Strengths and limitations
Strengths of our study include the large and nationally representative cohort, allowing us to retain power for multiple sensitivity analyses, and comprehensive data regarding prescriptions. Loop-diuretic prescriptions identify the subset of HF patients who have fluid congestion, which will still underestimate the true overall prevalence of HF. Equally, as previously acknowledged, not all patients who receive diuretics do so for HF. Our stipulation of long-term loop-diuretic therapy and exclusion of common non-HF-related reasons improve the specificity of isolated loop-diuretic therapy as a potential surrogate marker of HF.

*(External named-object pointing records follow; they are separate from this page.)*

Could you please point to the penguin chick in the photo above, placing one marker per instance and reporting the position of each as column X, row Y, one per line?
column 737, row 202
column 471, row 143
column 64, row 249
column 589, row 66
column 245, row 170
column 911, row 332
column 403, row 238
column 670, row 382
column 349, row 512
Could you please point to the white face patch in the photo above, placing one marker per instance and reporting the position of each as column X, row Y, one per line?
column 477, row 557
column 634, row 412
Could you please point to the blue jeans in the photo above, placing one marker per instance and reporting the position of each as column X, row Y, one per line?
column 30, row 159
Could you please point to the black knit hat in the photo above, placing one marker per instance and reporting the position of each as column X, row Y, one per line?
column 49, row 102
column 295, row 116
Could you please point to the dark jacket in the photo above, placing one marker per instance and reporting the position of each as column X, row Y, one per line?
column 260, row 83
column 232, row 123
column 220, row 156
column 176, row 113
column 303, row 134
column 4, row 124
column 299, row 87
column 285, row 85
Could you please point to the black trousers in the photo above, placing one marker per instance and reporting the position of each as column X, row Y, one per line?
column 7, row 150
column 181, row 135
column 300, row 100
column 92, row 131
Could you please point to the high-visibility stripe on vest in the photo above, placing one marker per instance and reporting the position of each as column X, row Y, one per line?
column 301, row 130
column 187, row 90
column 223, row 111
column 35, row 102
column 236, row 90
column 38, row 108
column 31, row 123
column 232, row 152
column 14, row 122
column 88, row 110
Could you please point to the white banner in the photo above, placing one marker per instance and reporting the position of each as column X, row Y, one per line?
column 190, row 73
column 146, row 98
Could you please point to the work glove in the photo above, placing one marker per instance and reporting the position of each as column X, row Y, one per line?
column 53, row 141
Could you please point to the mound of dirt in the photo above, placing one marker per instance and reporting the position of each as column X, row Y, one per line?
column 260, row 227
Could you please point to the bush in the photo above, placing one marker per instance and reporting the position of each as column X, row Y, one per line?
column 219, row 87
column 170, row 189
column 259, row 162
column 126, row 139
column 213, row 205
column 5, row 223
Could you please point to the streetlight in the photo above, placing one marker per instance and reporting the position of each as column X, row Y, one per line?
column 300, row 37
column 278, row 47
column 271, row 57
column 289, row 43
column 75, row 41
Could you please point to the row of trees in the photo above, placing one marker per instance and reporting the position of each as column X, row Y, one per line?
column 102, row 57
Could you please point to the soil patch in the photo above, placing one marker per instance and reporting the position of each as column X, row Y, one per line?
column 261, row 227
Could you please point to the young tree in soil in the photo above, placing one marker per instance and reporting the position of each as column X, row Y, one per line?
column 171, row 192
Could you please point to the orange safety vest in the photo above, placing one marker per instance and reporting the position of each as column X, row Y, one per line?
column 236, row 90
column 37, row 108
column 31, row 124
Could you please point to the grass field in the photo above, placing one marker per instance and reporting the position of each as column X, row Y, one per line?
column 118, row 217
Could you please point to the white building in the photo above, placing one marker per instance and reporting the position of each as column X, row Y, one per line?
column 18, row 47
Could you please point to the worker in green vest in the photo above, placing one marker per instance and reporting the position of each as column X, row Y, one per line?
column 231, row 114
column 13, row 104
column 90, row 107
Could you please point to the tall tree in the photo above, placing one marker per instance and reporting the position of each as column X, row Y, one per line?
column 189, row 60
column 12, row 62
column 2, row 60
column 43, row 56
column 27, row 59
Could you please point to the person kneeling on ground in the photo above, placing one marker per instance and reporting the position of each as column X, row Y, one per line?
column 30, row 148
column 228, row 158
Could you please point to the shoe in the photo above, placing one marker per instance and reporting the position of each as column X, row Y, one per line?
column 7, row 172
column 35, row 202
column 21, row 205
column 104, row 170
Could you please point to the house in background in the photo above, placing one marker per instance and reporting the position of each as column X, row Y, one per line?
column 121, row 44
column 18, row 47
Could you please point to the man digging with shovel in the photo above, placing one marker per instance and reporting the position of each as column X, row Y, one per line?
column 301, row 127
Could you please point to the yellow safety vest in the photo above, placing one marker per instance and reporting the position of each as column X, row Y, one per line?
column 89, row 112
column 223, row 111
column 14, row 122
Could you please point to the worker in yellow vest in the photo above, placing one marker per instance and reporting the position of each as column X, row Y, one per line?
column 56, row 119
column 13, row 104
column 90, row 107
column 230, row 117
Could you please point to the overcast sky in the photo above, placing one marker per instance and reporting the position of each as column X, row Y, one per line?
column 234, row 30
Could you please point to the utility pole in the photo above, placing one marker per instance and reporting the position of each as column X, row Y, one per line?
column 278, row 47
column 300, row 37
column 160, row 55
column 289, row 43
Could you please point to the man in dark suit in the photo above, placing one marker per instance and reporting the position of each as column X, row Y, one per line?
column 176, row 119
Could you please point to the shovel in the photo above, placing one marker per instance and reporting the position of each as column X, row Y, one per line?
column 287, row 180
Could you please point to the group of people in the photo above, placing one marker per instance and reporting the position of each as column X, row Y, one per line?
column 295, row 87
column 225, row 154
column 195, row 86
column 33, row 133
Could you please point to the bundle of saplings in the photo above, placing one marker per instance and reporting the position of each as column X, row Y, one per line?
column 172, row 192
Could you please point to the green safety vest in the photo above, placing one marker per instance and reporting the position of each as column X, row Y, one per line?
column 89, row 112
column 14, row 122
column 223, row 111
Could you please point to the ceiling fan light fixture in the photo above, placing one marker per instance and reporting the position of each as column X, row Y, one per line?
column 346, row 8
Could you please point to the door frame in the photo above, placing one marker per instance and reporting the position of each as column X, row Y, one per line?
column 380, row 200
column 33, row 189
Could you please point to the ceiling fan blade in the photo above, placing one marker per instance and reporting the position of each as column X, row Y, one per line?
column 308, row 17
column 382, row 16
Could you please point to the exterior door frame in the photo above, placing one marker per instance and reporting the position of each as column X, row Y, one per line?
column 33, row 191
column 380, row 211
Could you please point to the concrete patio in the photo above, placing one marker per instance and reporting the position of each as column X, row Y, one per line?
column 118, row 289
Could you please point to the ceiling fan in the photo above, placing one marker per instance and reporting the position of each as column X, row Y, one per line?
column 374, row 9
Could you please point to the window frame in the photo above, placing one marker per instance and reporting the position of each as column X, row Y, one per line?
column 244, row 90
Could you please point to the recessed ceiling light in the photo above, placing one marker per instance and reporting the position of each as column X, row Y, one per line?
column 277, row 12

It is recognised that the quality of coding in primary care can be variable [
37]. However, codes used in this study pertaining to HF and AF that are financially incentivised by schemes, such as the UK’s Quality and Outcomes Framework, are more likely to be complete [
38]. Additional codes for covariates were either validated (e.g., COPD [
39]) or identified and checked by two physician specialists. We did not have information regarding medication adherence, and adequacy of heart rate control or use of rhythm control procedures, which may have been sources of residual confounding of hospitalisation and survival rates. We applied a censoring period of 100 days when ascertaining outcomes to allow time for a diagnosis of HF and repeat prescriptions of loop-diuretics to be recorded (in primary care and between primary and secondary care). When we eliminated this censor period, there was a high mortality soon after AF diagnosis, particularly for patients with diagnosed HF. When we imposed a longer censoring period, this had little impact on the association between possible or diagnosed HF and all-cause mortality, suggesting that HF was not merely a pre-terminal event. For our main analyses, participants were categorised according to their baseline exposure status (i.e., whether they had evidence of HF or isolated loop-diuretic use around or before the time of AF diagnosis). We selected this approach to examine the importance of possible undiagnosed HF at the clinical interaction where AF is first diagnosed. Although this may underestimate the risks associated with exposure over a patient’s lifetime, the overall trends remained similar when exposures were defined using a time-dependent approach.
Amongst patient characteristics, BMI had a relatively high rate of missingness. Sensitivity analyses suggested that missing BMI data had little effect on our estimates, i.e., the results were similar in the cohort of patients with no BMI data available. We considered this approach more appropriate than multiple imputation, because underweight and overweight individuals, may be more likely to have their BMI recorded, thus contradicting the required missing at random assumption [
40]. Other covariates studied had minimal (< 5%) missing data. Finally, although we controlled for patient characteristics and comorbidities, residual confounding due to unmeasured variables remains possible and causal inference cannot be made because of the nature of observational studies.